BRUSSELS/NICOSIA — Cyprus could use its reserves of gas to meet up to 40 percent of Europe’s additional gas needs over the next decade, helping to curb the European Union’s reliance on Russia, the head of the island’s national gas firm said.
Europe has hopes that Eastern Mediterranean gas reserves can help to diversify its supply sources, as well as easing Cyprus’s economic pain and potentially playing a role in healing the rift between the northern and southern parts of the island.
Charles Ellinas, executive chairman of the Cyprus National Hydrocarbons Company, said authorities would also push ahead with plans to develop a liquefaction plant to handle exports expected from 2020.
But gas from the region also comes with Middle East complications since the fields are split with Israel and Lebanon, two countries technically at war, and Turkey objects to ethnically split Cyprus tapping offshore reserves.
“I am very confident that Cyprus can provide Europe with 30 to 40 percent of its additional gas needs by 2025,” Ellinas said as part of a series of interviews on the gas market.
Europe’s gas demand is slightly below 500 million cubic meters a year, and Ellinas estimated the increase in demand by then to be around 100 billion cubic meters a year, although many analysts say demand will grow much more slowly.
The U.S. Geological Survey estimates that a mean 3.5 trillion cubic meters of recoverable gas lie in the eastern Mediterranean basin, as well as 1.7 billion barrels of recoverable oil.
Much of it lies trapped beneath the sea bed between Cyprus, Israel and Lebanon, including two vast gas fields off Israel which are some the largest discovered in the past decade.
So far, an estimated 200 bcm of natural gas worth $80 billion at current prices have been discovered in the Aphrodite gas field in Cypriot waters, but research suggests that developing the field would require large amounts of upfront investment into a project that may not deliver high returns.
Analysts say gas prices could fall after 2015 when a wave of new supplies becomes available in the United States, Australia and Africa.
Consultants estimate that the first phase of the LNG facility including infrastructure and one delivery chain will cost $6 billion. One option under consideration for funding the project was to use the LNG sales agreements as collateral.
“Given that the ownership of gas is, roughly speaking, two-thirds Cyprus’s and one third to oil companies, these LNG sales agreements are worth a large amount of money, which can provide security for loans,” Ellinas said.
Ellinas said there was a chance that developing the gas could lead Turkey and Cyprus to bridge their 40-year differences. “One of the reasons Turkey has been putting so much pressure on everybody is because of their own needs (for gas),” he said.
The gas windfall is one economic positive for Cyprus, where the terms of an EU and International Monetary Fund bailout will see the island’s 17.5 billion euro ($22.51 billion) economy shrink by more than 8 percent this year.
Despite its close business ties with Cyprus in other sectors, Russia does not have any involvement in the island’s attempts to develop its offshore energy sources.
“The Eastern Mediterranean is a secure, independent supply corridor.
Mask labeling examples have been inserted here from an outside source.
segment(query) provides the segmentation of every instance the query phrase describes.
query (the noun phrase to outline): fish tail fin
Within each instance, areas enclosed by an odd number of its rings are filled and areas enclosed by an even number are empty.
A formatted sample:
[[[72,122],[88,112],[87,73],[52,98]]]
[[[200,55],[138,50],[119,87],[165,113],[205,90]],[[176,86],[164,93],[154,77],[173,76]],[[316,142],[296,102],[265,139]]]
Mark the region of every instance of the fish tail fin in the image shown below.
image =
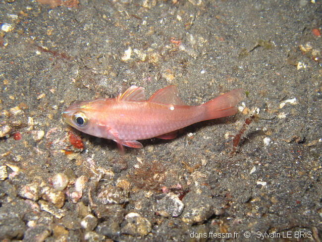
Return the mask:
[[[223,94],[201,106],[205,109],[204,120],[233,115],[238,111],[236,105],[240,101],[243,96],[242,89],[234,89]]]

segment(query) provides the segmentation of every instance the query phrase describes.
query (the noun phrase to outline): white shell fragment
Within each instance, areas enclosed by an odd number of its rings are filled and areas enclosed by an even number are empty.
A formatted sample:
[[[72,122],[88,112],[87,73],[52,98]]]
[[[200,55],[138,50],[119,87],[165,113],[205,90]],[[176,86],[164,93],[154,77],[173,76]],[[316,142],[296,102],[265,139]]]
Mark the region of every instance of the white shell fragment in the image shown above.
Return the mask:
[[[279,108],[282,108],[286,103],[291,103],[291,104],[295,104],[296,103],[296,98],[294,97],[293,99],[288,99],[283,101],[279,104]]]
[[[254,166],[251,170],[251,171],[249,172],[249,174],[253,174],[255,171],[256,171],[256,167],[255,166]]]
[[[1,26],[1,30],[5,32],[10,32],[14,28],[12,25],[7,24],[6,23],[2,24],[2,25]]]
[[[268,145],[270,144],[270,139],[269,139],[268,137],[266,137],[263,140],[263,142],[266,145]]]
[[[129,47],[128,48],[124,51],[124,53],[122,56],[121,59],[123,61],[126,61],[127,60],[131,59],[131,55],[132,54],[132,48]]]
[[[68,178],[63,173],[57,173],[53,177],[53,187],[56,191],[62,191],[68,184]]]

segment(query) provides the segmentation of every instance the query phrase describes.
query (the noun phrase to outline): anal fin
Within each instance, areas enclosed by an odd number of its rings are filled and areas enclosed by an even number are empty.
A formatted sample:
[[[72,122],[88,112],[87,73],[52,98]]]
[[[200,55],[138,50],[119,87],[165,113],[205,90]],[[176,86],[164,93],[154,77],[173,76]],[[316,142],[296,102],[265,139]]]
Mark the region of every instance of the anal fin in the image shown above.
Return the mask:
[[[137,141],[123,141],[120,140],[118,142],[122,145],[131,147],[131,148],[140,148],[143,147],[142,144]]]
[[[167,133],[163,135],[157,136],[156,138],[159,139],[162,139],[162,140],[172,140],[175,139],[178,136],[178,131],[175,130],[171,132]]]

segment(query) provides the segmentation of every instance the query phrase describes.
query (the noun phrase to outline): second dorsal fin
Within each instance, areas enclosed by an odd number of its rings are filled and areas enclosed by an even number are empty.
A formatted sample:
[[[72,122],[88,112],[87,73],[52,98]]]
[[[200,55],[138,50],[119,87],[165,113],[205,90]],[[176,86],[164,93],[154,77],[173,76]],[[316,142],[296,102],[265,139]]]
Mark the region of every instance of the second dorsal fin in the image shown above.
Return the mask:
[[[149,101],[172,105],[187,105],[178,95],[176,86],[171,85],[160,89],[149,99]]]
[[[122,94],[120,94],[117,101],[144,101],[146,100],[144,89],[136,86],[131,86]]]

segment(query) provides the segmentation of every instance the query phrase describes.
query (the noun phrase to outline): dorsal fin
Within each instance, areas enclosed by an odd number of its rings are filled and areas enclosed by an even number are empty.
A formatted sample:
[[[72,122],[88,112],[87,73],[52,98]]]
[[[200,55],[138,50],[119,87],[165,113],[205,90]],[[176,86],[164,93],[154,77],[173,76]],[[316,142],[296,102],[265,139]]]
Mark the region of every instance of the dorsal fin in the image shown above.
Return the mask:
[[[178,95],[176,86],[171,85],[160,89],[149,99],[149,101],[166,104],[187,105]]]
[[[123,94],[120,94],[117,97],[117,101],[144,101],[145,95],[144,89],[143,88],[136,86],[131,86]]]

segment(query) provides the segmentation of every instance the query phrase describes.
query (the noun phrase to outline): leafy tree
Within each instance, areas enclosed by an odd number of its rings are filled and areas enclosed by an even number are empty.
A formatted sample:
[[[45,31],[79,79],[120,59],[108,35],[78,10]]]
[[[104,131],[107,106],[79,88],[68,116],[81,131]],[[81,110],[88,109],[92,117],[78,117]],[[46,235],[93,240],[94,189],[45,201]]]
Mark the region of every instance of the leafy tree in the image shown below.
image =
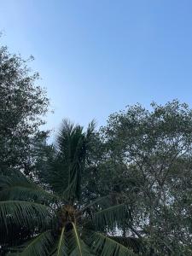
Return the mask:
[[[0,244],[4,252],[41,256],[135,255],[131,248],[136,247],[134,240],[113,236],[131,218],[125,201],[115,193],[89,203],[81,197],[93,131],[93,123],[84,132],[80,125],[63,122],[49,172],[38,173],[46,189],[21,173],[0,178]],[[15,225],[21,233],[27,230],[19,241],[12,236]]]
[[[32,58],[31,58],[32,60]],[[40,131],[49,100],[37,85],[38,73],[32,73],[20,55],[0,47],[0,171],[34,167],[35,146],[47,132]],[[5,171],[6,170],[6,171]]]
[[[124,232],[142,238],[144,255],[190,255],[192,110],[178,101],[151,107],[109,117],[91,179],[96,193],[126,197],[132,220]]]

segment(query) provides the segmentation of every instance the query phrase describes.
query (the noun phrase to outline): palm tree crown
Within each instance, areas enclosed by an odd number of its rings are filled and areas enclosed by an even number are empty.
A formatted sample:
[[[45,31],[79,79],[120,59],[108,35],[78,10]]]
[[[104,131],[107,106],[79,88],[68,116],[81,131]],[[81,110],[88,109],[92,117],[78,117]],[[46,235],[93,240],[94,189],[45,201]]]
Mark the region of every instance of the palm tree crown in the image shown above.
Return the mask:
[[[2,250],[9,255],[135,255],[129,243],[112,236],[131,215],[119,196],[81,200],[93,137],[94,122],[84,131],[64,120],[53,156],[39,172],[41,186],[21,172],[1,177]]]

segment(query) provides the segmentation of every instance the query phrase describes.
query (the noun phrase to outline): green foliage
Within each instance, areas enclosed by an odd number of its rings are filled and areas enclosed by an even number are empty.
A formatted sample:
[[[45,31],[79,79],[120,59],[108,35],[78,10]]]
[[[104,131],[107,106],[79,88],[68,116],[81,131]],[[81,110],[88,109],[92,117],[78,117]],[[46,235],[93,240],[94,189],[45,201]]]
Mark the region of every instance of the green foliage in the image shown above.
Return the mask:
[[[32,60],[32,58],[30,58]],[[49,100],[37,84],[39,75],[27,67],[29,60],[0,47],[0,172],[34,168],[38,142],[47,137],[40,131]]]
[[[131,247],[108,236],[109,231],[122,229],[129,220],[126,202],[114,205],[114,195],[90,204],[79,200],[84,194],[81,177],[88,163],[94,124],[85,132],[79,125],[63,124],[53,161],[47,160],[49,172],[36,172],[35,178],[44,180],[43,185],[49,190],[21,173],[0,177],[0,200],[4,200],[0,201],[0,244],[4,252],[25,256],[85,256],[98,255],[98,252],[106,256],[134,255]],[[61,168],[57,168],[59,160]],[[9,234],[9,241],[4,241],[2,232],[6,229],[9,232],[11,224],[26,227],[28,236],[17,241]]]
[[[143,238],[144,255],[189,255],[192,110],[178,101],[151,108],[128,107],[109,117],[101,129],[104,156],[91,179],[99,195],[126,199],[132,219],[123,232]]]

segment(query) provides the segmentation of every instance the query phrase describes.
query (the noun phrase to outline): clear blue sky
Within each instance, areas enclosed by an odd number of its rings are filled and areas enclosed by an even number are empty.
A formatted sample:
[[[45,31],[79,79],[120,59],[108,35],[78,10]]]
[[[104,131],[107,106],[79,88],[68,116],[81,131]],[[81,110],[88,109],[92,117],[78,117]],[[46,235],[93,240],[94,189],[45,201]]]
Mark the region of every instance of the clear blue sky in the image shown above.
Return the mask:
[[[191,0],[1,0],[1,39],[35,56],[55,113],[83,125],[140,102],[192,105]]]

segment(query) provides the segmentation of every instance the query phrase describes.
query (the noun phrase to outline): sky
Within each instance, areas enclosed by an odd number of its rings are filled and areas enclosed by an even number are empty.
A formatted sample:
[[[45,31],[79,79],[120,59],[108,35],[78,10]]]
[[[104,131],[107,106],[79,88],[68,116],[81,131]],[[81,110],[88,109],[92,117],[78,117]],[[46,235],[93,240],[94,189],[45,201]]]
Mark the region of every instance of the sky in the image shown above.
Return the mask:
[[[0,0],[1,44],[35,57],[51,109],[84,126],[137,102],[192,106],[191,0]]]

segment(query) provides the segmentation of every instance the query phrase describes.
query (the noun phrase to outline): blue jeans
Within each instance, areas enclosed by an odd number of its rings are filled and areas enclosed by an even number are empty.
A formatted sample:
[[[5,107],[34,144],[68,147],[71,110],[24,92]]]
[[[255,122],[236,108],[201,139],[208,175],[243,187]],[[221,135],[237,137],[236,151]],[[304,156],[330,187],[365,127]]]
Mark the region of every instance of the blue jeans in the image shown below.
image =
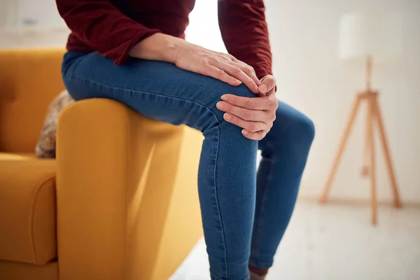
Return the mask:
[[[272,266],[314,139],[309,118],[279,102],[271,131],[260,141],[249,140],[216,107],[225,93],[258,98],[243,85],[167,62],[132,59],[118,66],[96,52],[67,52],[62,75],[76,100],[114,99],[144,115],[200,130],[198,191],[211,279],[246,280],[248,264]]]

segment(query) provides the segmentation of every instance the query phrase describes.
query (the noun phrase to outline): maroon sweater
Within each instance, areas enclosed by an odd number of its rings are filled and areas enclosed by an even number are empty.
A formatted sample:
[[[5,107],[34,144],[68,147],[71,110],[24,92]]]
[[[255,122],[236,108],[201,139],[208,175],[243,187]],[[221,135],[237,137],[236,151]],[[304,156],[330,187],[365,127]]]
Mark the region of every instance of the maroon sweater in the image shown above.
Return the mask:
[[[70,29],[67,48],[97,51],[118,65],[139,41],[162,32],[184,38],[195,0],[56,0]],[[226,49],[255,69],[272,74],[263,0],[218,0],[218,22]]]

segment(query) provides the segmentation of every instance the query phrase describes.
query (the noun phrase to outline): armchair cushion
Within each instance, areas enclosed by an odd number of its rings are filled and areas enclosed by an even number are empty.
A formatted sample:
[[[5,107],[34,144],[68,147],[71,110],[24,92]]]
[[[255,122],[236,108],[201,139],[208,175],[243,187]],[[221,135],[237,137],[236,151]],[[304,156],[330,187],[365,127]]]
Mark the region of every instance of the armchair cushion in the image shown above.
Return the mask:
[[[55,161],[0,153],[0,260],[57,258]]]

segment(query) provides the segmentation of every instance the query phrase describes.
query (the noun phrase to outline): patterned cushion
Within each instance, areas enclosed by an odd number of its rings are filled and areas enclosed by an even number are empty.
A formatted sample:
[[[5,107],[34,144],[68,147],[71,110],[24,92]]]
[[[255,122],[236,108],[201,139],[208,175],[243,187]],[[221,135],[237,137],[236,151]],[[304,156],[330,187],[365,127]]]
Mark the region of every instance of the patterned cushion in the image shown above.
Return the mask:
[[[74,102],[73,98],[66,90],[64,90],[55,97],[50,104],[39,140],[35,148],[35,153],[37,158],[55,158],[55,140],[58,116],[64,107],[73,102]]]

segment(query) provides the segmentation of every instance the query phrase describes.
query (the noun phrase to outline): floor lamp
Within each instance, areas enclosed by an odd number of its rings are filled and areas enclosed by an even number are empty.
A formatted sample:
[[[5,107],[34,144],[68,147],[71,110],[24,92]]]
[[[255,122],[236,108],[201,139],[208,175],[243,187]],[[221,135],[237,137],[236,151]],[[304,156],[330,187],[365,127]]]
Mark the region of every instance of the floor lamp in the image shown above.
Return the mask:
[[[370,178],[371,222],[377,222],[377,202],[376,194],[376,162],[374,132],[377,127],[384,155],[385,164],[391,181],[393,204],[401,206],[398,187],[395,176],[389,146],[385,133],[382,113],[378,102],[379,93],[371,86],[373,60],[395,56],[400,51],[400,18],[394,13],[379,11],[358,12],[344,15],[340,26],[340,53],[343,60],[363,60],[366,71],[366,85],[358,92],[354,101],[347,125],[335,155],[332,168],[327,183],[319,198],[321,203],[327,201],[334,176],[340,164],[356,115],[363,102],[366,104],[366,130],[365,138],[364,164],[362,175]]]

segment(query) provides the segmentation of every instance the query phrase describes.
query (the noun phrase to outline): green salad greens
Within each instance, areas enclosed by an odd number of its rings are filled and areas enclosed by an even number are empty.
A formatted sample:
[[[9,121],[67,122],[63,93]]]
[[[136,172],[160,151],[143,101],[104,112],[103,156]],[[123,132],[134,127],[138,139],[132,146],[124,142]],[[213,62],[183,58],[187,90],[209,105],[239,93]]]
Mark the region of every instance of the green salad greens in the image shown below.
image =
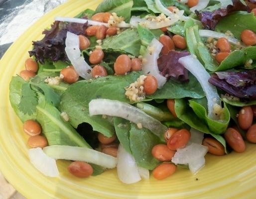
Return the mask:
[[[253,4],[105,0],[56,16],[10,83],[32,164],[50,177],[57,159],[78,177],[117,167],[130,184],[256,143]]]

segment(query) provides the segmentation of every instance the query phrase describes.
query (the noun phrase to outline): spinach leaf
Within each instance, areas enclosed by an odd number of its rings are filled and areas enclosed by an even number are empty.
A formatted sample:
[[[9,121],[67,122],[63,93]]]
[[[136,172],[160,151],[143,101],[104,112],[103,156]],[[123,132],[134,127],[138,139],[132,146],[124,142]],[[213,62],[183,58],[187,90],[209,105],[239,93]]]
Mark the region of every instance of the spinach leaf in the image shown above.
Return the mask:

It’s probably best if Russia is not involved,” Ellinas said when asked about Russian involvement.
Cyprus has signed production sharing contracts with U.S. based Noble Energy, France’s Total, Italy’s ENI and South Korea’s KoGas.
Ellinas said Noble was scheduled to start appraisal drilling in June to verify initial findings of between 142 and 228 billion cubic meters of gas. Total was scheduled to start an exploratory drill in 2014, and ENI by 2015 or possibly earlier.
“I have seen the estimates of ENI and Total about how much gas there is in their blocks and it is quite significant,” he said. Asked if the estimates were on a par with those of Noble, he said: “The short answer is yes.”
Ellinas, who previously held senior positions at energy firm Mott MacDonald, said the construction of a pipeline to channel the gas to markets was impractical because of sea depths, but said that could not be ruled out in the future.
For now, the island will move ahead with plans to construct an LNG terminal, which will liquefy gas and ship it.
The terminal, which is expected to be built at Vassilikos, on the island’s south, could handle gas from Israel and Lebanon as well as Cyprus, he said.